オーストラリアの住宅不足に挑む!セレンディクス、現地企業と協業スタート

2025年10月10日
セレンディクスのプレスリリースより。

セレンディクス株式会社(兵庫県西宮市、以下、セレンディクス)は、オーストラリア・クイーンズランド州政府の仲介を受け、3Dプリンター住宅の現地展開を目的とした覚書(MOU)を、同国の不動産投資・アドバイザリー企業Planum Partners社(シドニー、以下、プラナム社)と締結した。調印式は2025年10月2日、大阪・関西万博のオーストラリアパビリオンにて、クイーンズランド州政府の主催により執り行われた。(上部画像はセレンディクスのプレスリリースより。出典:セレンディクス)

深刻化するオーストラリアの住宅供給危機


2023年、オーストラリアの住宅価格は全国で8.1%上昇した。
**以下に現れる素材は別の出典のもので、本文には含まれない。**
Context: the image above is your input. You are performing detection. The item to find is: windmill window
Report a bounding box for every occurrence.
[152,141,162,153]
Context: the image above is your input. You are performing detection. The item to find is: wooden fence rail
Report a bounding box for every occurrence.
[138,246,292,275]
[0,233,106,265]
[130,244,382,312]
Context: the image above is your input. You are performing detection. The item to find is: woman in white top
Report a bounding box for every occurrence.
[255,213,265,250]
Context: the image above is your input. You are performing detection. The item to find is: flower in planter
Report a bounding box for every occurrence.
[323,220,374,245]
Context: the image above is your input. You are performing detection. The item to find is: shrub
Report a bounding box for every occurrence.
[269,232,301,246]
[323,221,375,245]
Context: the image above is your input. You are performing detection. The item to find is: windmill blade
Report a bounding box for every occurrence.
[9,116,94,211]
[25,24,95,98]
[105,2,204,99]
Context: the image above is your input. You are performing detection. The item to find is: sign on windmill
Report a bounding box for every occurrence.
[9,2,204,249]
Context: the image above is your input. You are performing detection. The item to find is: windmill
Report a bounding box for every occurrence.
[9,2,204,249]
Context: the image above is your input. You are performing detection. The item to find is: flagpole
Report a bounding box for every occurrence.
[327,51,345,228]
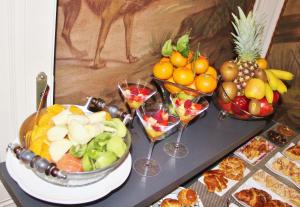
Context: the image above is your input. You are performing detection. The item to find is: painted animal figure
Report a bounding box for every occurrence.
[59,0,155,69]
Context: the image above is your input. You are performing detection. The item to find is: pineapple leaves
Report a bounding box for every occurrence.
[161,33,190,57]
[176,34,190,57]
[231,7,263,61]
[161,39,173,57]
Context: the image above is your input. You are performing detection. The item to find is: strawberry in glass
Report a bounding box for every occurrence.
[133,102,180,176]
[164,94,209,158]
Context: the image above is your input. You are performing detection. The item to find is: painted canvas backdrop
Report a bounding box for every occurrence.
[55,0,254,109]
[267,0,300,129]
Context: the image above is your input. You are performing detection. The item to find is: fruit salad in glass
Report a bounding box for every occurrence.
[133,102,179,176]
[164,93,209,158]
[118,80,156,125]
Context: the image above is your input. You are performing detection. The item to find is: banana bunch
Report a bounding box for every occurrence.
[265,69,294,104]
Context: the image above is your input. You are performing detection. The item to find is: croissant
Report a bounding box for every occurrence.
[235,188,272,207]
[160,198,181,207]
[204,170,228,192]
[220,157,245,180]
[284,145,300,160]
[177,189,197,207]
[253,170,300,206]
[263,200,292,207]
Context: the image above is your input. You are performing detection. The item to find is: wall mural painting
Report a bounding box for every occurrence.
[55,0,254,110]
[267,0,300,129]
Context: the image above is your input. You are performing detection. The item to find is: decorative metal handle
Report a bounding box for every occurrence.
[7,143,67,179]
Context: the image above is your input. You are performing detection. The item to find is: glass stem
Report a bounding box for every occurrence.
[146,141,154,166]
[129,109,135,129]
[175,123,186,148]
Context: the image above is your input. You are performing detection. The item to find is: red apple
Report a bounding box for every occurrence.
[259,98,274,116]
[232,96,249,115]
[272,91,280,106]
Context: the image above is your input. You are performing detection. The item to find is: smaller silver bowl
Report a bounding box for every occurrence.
[19,106,131,187]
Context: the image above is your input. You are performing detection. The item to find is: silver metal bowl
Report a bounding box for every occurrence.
[19,106,131,187]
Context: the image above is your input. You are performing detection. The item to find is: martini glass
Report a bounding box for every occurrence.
[118,80,157,126]
[133,102,180,177]
[164,94,209,158]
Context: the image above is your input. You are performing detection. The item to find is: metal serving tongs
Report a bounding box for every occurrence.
[84,96,132,125]
[25,84,50,149]
[7,85,67,179]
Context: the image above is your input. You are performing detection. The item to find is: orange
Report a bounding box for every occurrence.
[173,68,194,86]
[193,56,209,74]
[204,66,218,79]
[195,74,217,93]
[164,77,181,94]
[159,57,170,63]
[184,63,192,70]
[256,58,268,70]
[187,81,197,90]
[187,50,194,63]
[170,51,187,67]
[153,62,173,80]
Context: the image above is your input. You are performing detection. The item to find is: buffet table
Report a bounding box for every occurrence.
[0,105,266,207]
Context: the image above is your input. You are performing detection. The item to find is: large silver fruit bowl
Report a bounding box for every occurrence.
[19,106,131,187]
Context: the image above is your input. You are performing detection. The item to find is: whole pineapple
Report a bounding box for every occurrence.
[231,7,263,96]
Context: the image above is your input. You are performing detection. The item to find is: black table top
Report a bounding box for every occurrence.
[0,106,266,207]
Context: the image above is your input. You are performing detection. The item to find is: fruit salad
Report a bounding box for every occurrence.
[123,85,151,109]
[26,104,127,172]
[172,97,203,124]
[143,109,172,142]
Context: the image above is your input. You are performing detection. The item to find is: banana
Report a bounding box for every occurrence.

特にシドニーなど主要都市では価格の高騰が著しく、中央値は110万豪ドルを超える水準に達している。とりわけ、初めて住宅を取得しようとする層にとっては、住宅の取得が極めて困難な状況となっている。主要金融機関であるナショナル・オーストラリア銀行(NAB)は、住宅価格の上昇傾向が今後も継続すると予測しており、住宅供給の抜本的な変革が急務である。
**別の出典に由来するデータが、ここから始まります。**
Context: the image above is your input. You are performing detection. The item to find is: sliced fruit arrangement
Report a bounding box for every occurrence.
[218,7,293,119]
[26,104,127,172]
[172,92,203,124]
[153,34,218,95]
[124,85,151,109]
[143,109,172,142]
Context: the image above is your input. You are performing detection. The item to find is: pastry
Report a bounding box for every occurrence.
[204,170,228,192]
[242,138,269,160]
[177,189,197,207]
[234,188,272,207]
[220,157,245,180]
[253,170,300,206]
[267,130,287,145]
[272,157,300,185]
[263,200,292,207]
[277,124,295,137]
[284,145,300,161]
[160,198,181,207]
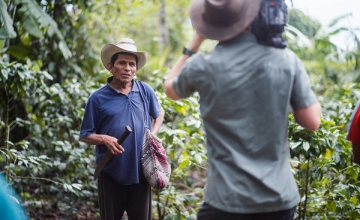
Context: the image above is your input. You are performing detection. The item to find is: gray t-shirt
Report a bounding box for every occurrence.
[173,34,317,213]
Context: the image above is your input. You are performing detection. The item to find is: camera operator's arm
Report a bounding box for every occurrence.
[165,32,205,100]
[294,103,321,131]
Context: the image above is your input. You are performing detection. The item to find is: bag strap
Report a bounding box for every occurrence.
[135,80,149,129]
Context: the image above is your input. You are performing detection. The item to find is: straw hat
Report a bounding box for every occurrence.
[190,0,261,41]
[101,38,148,69]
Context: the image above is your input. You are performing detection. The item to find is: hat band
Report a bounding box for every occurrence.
[202,1,247,27]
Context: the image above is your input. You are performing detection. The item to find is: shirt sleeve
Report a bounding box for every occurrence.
[80,95,99,137]
[290,55,318,110]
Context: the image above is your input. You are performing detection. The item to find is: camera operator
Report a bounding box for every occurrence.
[165,0,321,220]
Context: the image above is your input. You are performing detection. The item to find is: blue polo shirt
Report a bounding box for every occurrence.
[80,77,161,185]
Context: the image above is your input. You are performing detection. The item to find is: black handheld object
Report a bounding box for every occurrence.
[94,126,132,180]
[251,0,288,49]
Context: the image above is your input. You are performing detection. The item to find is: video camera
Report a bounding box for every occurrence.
[251,0,288,49]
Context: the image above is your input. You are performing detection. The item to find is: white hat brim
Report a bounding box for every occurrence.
[101,44,148,69]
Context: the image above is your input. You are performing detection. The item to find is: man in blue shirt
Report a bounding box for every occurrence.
[80,38,164,220]
[165,0,321,220]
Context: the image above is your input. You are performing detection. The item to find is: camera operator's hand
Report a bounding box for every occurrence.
[188,31,206,52]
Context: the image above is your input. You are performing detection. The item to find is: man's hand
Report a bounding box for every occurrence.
[101,134,125,155]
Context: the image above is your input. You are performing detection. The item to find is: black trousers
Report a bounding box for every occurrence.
[197,203,296,220]
[98,172,151,220]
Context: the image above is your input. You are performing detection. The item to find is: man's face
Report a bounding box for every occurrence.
[109,54,137,83]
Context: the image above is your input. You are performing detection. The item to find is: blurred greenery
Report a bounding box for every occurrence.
[0,0,360,219]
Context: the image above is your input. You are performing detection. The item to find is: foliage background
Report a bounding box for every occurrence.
[0,0,360,219]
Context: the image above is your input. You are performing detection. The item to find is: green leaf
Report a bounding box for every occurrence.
[19,4,43,38]
[303,142,310,151]
[0,0,17,39]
こうした状況を背景に、セレンディクスとプラナム社は、3Dプリンターによる革新的かつ低コストな住宅建設技術の導入によって、建設費の抑制および供給量の拡大を目指す。

クイーンズランド州での実証から本格展開へ

両社はまず、クイーンズランド州における実現可能性調査(フィージビリティスタディ)の一環として、3Dプリンターによる住宅の実証棟を建設する計画である。設計・施工は同州の建築基準や気候条件を考慮し、現地調達可能な建材と供給網の構築も同時に進める。
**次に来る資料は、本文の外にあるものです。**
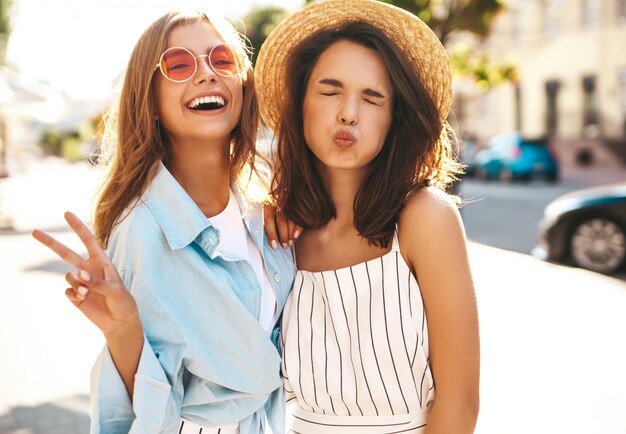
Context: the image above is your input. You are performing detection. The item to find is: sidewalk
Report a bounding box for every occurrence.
[0,161,626,434]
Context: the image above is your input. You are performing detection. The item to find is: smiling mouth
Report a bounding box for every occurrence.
[187,95,226,111]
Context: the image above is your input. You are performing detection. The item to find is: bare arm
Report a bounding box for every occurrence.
[399,190,480,434]
[33,212,144,399]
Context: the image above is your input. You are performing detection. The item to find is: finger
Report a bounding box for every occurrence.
[293,225,302,240]
[65,288,85,307]
[276,214,289,247]
[65,272,89,300]
[75,264,130,296]
[32,229,84,267]
[64,211,106,256]
[287,220,296,246]
[263,205,278,249]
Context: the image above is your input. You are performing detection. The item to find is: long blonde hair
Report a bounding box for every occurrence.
[94,11,259,247]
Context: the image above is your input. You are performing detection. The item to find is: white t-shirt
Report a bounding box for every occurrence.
[209,191,276,333]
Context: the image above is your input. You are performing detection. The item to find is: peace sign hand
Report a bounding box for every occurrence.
[32,212,140,336]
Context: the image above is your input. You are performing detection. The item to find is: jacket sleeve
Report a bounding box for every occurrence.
[86,337,180,434]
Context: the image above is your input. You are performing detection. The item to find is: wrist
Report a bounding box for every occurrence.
[104,317,143,345]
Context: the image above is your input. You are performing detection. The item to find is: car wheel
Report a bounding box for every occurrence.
[570,217,626,273]
[546,172,559,184]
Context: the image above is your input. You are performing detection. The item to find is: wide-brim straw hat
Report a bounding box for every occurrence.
[255,0,452,131]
今後の量産体制の構築に向けては、現地の建設企業や素材サプライヤーとの連携を深め、法規制や技術的課題への対応を図る。セレンディクスは、「設計データの提供」と「現地施工」の分離を特徴とする独自のビジネスモデルを基盤とし、これをグローバルで展開していく方針である。

プラナム社の役割と現地ネットワークの活用

2015年に設立されたプラナム社は、不動産・インフラ・エネルギー分野における実績を有し、豪州内の官民双方に強力なネットワークを持つ。今回のプロジェクトでは、資金調達や政府機関との調整、サプライチェーン構築を担うことで、プロジェクトの円滑な推進を支援する。

グローバル戦略と過去の実績

セレンディクスはこれまで、日本、中国、韓国、オランダ、カナダの5カ国で同時に3Dプリンター住宅を出力する実験を行っており、国際的な施工モデルの確立に取り組んできた。また、タイの大手コングロマリットであるサイアム・セメント・グループ(SCG)とは、3Dプリンター用モルタルの共同開発や供給に関するパートナーシップを構築済みである。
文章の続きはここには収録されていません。